In a recent Huffington Post, Dr. Rick Positano calls aspirin “perfect” – a “wonder drug” in preventing heart attacks, strokes, even colon cancer. As an integrative health journalist, I wanted to offer a different view.
As Dr. Positano writes, people can “use aspirin if the benefit … outweighs gastrointestinal risks.” Since aspirin is well documented to sometimes lead to internal abdominal bleeding, Dr. Positano advises that “your doctor…must green light …and monitor your body’s acceptance of this wonder drug.”
Uh oh, aspirin’s must be monitored by regular doctor visits. And just how will the doctor monitor?
Well, after discovering signs of internal bleeding, the doctors attending one of my elderly relatives ordered an endoscopy and a colonoscopy, in the end determining (after the fact) that the bleeding resulted from years of aspirin use.
Wisely, the doctors took my relative off aspirin, while an integrative physician recommended a natural product that both thins the blood and heals the gut without causing internal bleeding. Why isn’t this natural product more widely known and available? Because despite decades of successful use and thousands of anecdotal cases, this product would not be deemed “evidence-based standard care” by conventional MDs. Unlike aspirin (produced by an internationally traded company that can pour millions into testing and marketing all of its uses) that natural product has to yet to undergo the particular form of testing devised for toxic synthetic products made by drug companies. Although there are many other forms of testing efficacy (such as outcomes based research) the “gold standard” of what’s been dubbed “evidence based medicine” is reserved for the pharmaceutical model of research.
Applying unnecessary testing criteria to natural substances and soft touch treatments with less risk of harm than more invasive medical products and procedures diminishes the use and availability of such treatments by creating fear and doubt in peoples’ minds. The rising, potentially bankrupting medical costs we face begin with over-rating the high cost synthetic over the natural and human.
Are lower risk treatments really “unscientific,” as often claimed by industry spokespeople? Can those acting from vested interest be considered “scientifically objective?”
The bottom line is that any product or treatment that lessens the need for a pharma industry OTC or prescription product, (like aspirin), or that reduces or eliminates the need for a costly surgery lowers income gained by medical institutions, doctors, and pharmaceutical companies.
Opposition to natural treatments, under the guise of “science,” (or by stirring up needless alarm about one questionable herb while many synthetic drugs are known to produce scores of startling “side effects”) is in many instances economic. Can we assume that doctor always “knows best” or can even be “objective” when his or her health care recommendations are influenced by economic and industry pressures and incentives? 88% of Americans agree that “there are some good ways of treating sickness that medical science does not recognize. (This according to a 2001 survey by the National Science Foundation.)
This is not just about aspirin.
Failure to address potential future health concerns at the wellness stage inevitably leads to their treatment at the acute or terminal stage, when invasive and conventional treatments often serve as the final option. The costs, both human and economic, of health and insurance systems geared to drive us towards final stage acute treatment, are painfully high.
Due to prescription drug advertising, and political lobbying, the public policies and corporate agendas that sustain our current system are not well covered on television or addressed by most politicians. But with health care costs for seniors tripling in the next decade and with visits to integrative practitioners (often paid out of pocket) accessed by two thirds of all Americans, according to a 2001 survey, it’s clear that the majority of people are voting with their feet. They need to be better represented in the discussions about health care reform. Perhaps one of the Presidential candidates will reach out to this sizeable constituency.

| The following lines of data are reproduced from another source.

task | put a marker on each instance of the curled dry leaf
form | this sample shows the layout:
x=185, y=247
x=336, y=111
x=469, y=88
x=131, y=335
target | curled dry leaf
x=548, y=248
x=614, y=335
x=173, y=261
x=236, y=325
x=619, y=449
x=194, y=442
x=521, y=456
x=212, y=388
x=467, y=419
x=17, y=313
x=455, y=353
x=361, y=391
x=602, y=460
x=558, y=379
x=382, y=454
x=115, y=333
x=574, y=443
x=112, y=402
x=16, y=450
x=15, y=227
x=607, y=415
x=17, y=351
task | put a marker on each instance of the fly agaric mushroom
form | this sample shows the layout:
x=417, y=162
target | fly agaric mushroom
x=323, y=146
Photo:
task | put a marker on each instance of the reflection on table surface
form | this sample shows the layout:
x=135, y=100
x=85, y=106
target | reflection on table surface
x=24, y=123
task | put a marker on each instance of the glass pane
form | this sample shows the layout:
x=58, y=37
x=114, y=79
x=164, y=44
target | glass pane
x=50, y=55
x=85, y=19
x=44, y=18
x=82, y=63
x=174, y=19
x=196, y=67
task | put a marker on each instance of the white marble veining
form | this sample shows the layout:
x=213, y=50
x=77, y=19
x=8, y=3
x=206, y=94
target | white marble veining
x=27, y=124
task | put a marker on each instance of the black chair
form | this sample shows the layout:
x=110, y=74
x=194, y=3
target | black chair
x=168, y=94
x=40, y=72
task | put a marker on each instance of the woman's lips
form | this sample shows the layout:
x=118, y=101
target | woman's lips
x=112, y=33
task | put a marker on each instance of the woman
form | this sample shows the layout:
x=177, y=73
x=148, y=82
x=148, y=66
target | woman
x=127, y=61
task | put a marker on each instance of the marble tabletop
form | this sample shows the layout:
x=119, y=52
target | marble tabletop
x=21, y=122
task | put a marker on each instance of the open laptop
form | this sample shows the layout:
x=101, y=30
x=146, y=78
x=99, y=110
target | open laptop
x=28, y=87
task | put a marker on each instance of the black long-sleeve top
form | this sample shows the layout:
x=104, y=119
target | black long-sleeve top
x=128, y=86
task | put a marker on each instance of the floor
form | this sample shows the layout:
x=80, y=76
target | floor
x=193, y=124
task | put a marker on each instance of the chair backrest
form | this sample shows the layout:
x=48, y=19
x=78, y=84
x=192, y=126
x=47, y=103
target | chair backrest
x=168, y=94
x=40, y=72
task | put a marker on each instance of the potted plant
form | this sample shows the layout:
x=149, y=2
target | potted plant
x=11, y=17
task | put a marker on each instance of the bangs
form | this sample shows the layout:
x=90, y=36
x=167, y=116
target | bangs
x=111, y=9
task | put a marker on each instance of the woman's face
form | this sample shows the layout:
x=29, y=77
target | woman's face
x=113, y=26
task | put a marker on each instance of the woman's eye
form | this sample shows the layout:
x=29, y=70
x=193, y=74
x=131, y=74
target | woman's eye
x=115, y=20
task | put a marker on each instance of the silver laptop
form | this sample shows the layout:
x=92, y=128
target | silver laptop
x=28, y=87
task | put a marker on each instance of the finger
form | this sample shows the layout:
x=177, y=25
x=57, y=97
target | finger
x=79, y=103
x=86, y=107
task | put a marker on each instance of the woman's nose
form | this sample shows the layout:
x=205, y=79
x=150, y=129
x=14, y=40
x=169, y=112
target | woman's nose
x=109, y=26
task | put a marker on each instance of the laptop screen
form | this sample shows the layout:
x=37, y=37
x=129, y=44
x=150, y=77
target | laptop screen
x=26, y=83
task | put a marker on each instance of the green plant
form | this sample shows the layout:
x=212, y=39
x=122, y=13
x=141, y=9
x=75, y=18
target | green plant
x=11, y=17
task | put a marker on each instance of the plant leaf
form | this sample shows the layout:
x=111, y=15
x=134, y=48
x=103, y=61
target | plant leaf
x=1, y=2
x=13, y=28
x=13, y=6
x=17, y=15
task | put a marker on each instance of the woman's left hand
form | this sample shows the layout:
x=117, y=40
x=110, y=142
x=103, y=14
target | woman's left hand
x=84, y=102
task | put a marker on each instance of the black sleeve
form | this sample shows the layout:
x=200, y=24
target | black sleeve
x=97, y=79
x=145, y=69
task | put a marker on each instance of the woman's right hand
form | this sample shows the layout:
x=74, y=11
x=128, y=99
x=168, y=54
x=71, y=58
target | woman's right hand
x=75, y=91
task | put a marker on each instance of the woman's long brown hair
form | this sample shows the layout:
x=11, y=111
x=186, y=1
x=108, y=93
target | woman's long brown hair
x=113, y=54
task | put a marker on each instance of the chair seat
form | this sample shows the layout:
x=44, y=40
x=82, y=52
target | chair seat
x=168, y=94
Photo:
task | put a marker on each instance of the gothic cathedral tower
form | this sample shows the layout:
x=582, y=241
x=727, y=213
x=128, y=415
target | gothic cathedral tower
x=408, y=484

The oft-repeated chestnut that the American health care system is “the best in the world” is contradicted by many international surveys in which we typically rank below other developed nations. While critiquing the system is subtly depicted as “unpatriotic,” many Americans, at all economic and social levels, are paying a steep price for the denial about the shortfalls in our system. Events of the last decade have awakened a well-founded skepticism about the beneficence of those entrusted with political leadership. It’s been a painful awakening. With the mounting health care crisis, there may be a parallel reconsideration about the beneficence of conventional approaches and quick fix solutions.
Offering aspirin as a “perfect” panacea for preventing heart disease, stroke or colon cancer may get a patient out of one’s office in ten minutes. But what about looking into the wider causes of the dramatic rise in the ailments Positano cites. Why over the last thirty years have heart disease and colon cancer become more frequent in our population? Does it have anything to do with the quality of our foods, with the exposure to a brew of novel chemicals, or even to medical treatments themselves?
Part of self-care is looking beyond physicians for a quick fix, and seeking the answers to these questions ourselves. The real remedy is demanding that our leaders make changes in health care, food safety, and public policy. If instead, we accept the quick fix, we’ll deserve the health care we get. So before you take that perfect aspirin and expect to feel better in the morning, think about the long-term side-effects of abdicating your health care.